Après l’annonce de cette décision, tous deux ont annoncé qu’ils poursuivraient leurs activités journalistiques et exprimé leur reconnaissance envers tous ceux qui les ont soutenus.
Sainey M.K. Marenah a déclaré : «Je n’ai pas les mots pour dire ce que je ressens, mais je suis heureux. Je rentre chez moi en homme libre. Je remercie vivement Amnesty International et ses partenaires internationaux pour leur soutien. Leur campagne appelant à notre libération et à l’abandon des charges pesant sur nous a vraiment porté ses fruits.»
Aucune action complémentaire n’est requise de la part des membres du réseau Actions urgentes. Un grand merci à tous ceux qui ont envoyé des appels.
COMPLÉMENT D’INFORMATION
Musa Sheriff et Sainey M. K. Marenah ont été arrêtés le 13 janvier 2014 à Serekunda, après la parution d’un article dans le journal gambien The Voice le 9 décembre 2013. Cet article traitait de la défection de jeunes militants de l’Alliance pour la réorientation et la construction patriotiques (APRC), le parti au pouvoir, au profit du Parti démocratique unifié, formation politique d’opposition. L’APRC a contesté ces propos et The Voice a alors exercé son droit de réponse.
En Gambie, les journalistes, les défenseurs des droits humains et les opposants politiques sont régulièrement victimes de violations des droits fondamentaux, notamment d’arrestations et de placements en détention illégaux, de torture, de procès iniques, de harcèlement, d’agressions et de menaces de mort, ce qui rend leur travail extrêmement difficile.
En juillet 2013, le gouvernement a promulgué une loi visant à limiter la liberté d’expression sur Internet, l’un des derniers espaces publics où pouvaient encore s’exprimer les opinions dissidentes. La loi de 2013 portant modification de la Loi sur l’information et la communication prévoit des peines allant jusqu’à 15 ans d’emprisonnement et de lourdes amendes à l’encontre des internautes qui critiquent les représentants du gouvernement. Elle vise les personnes qui diffusent de «fausses informations» sur le gouvernement ou ses représentants, dessinent des caricatures ou critiquent publiquement des hauts fonctionnaires, et incitent à l’expression du mécontentement et à la violence envers le gouvernement.

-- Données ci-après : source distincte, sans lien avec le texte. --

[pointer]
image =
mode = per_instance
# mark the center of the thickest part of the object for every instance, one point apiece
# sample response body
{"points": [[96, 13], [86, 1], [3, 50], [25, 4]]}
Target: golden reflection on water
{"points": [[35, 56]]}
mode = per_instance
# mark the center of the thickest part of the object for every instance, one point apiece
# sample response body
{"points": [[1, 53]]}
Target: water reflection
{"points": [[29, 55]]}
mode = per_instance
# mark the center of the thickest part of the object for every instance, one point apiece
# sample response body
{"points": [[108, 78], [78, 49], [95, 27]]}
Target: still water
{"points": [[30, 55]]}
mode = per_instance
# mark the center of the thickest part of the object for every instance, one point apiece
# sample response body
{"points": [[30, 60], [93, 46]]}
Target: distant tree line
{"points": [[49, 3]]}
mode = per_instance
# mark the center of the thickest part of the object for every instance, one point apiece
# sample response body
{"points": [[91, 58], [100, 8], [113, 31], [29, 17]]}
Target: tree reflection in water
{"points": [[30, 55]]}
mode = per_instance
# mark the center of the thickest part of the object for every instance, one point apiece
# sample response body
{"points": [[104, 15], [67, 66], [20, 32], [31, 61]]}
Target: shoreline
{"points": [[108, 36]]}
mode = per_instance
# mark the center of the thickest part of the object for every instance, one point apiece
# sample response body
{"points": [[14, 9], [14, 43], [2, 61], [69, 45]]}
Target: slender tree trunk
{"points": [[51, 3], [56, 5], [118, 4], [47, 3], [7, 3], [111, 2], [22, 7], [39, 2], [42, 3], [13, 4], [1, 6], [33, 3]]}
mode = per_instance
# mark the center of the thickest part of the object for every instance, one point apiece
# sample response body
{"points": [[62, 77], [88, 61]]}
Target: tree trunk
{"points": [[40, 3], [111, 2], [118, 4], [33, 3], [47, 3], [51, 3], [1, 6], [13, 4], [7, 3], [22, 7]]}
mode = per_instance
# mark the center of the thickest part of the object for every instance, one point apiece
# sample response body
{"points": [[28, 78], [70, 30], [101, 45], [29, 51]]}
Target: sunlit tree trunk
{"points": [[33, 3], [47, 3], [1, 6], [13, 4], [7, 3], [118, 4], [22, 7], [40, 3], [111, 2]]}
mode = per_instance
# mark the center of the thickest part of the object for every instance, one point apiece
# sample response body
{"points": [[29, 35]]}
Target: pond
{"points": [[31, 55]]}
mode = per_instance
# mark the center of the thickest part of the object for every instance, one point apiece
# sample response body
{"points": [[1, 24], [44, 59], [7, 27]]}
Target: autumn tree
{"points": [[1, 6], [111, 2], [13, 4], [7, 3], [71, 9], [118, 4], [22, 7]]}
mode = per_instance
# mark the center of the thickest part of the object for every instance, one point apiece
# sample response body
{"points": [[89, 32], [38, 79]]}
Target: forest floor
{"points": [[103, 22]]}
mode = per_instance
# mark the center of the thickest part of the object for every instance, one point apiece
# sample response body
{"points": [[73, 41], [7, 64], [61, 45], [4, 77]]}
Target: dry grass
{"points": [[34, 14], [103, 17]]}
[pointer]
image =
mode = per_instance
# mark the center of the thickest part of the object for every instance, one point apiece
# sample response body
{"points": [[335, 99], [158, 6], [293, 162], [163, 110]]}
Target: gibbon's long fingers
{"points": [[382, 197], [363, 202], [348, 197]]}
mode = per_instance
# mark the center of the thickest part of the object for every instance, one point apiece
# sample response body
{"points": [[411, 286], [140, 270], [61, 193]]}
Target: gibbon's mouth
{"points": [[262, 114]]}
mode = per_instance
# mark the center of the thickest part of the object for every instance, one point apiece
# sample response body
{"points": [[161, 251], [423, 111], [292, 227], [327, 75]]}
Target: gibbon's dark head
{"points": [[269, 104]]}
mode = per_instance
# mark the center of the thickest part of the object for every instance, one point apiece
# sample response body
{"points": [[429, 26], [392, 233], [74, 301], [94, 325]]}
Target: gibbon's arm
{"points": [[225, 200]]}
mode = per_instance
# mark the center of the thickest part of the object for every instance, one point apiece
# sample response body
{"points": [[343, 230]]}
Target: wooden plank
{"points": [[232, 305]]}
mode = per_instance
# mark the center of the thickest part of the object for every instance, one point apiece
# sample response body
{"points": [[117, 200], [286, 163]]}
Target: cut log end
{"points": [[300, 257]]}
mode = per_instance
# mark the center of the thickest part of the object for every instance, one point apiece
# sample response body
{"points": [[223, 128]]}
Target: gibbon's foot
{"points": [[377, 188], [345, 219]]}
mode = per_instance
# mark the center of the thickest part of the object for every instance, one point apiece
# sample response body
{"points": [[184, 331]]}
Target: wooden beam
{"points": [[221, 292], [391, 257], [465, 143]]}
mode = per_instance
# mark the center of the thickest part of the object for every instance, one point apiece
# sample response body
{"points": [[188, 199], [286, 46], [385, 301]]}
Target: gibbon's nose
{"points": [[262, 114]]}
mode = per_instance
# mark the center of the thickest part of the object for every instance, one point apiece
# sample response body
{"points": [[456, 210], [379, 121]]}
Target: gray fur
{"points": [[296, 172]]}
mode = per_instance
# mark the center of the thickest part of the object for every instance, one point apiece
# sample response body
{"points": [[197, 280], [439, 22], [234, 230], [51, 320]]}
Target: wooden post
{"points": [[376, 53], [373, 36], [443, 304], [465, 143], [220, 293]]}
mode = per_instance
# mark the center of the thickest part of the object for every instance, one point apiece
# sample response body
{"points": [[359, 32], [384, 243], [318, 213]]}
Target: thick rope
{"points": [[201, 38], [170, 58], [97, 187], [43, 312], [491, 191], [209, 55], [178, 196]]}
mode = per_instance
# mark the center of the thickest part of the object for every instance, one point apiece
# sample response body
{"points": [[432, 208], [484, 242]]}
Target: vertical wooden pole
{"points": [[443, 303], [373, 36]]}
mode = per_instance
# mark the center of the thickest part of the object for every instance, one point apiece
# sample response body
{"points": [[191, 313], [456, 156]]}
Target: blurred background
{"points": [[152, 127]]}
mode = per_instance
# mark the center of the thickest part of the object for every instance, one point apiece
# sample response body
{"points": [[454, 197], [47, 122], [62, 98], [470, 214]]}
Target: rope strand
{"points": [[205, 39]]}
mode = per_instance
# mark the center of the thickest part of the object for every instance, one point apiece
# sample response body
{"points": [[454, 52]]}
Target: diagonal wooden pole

Trois mois auparavant, l’Assemblée nationale a adopté à l’unanimité la loi de 2013 modifiant le code pénal – également connue sous le nom de «Loi principale» – qui élargit les définitions des infractions et prévoit des peines plus sévères pour les troubles à l’ordre public – comme «proférer des propos injurieux» ou «chanter des chansons injurieuses» – et la communication de fausses informations à un fonctionnaire. En outre, elle brime la liberté des gens à choisir leurs vêtements. La Loi principale comporte des définitions vagues, ce qui laisse une marge importante d’interprétation et d’application incompatible avec le droit international relatif aux droits humains.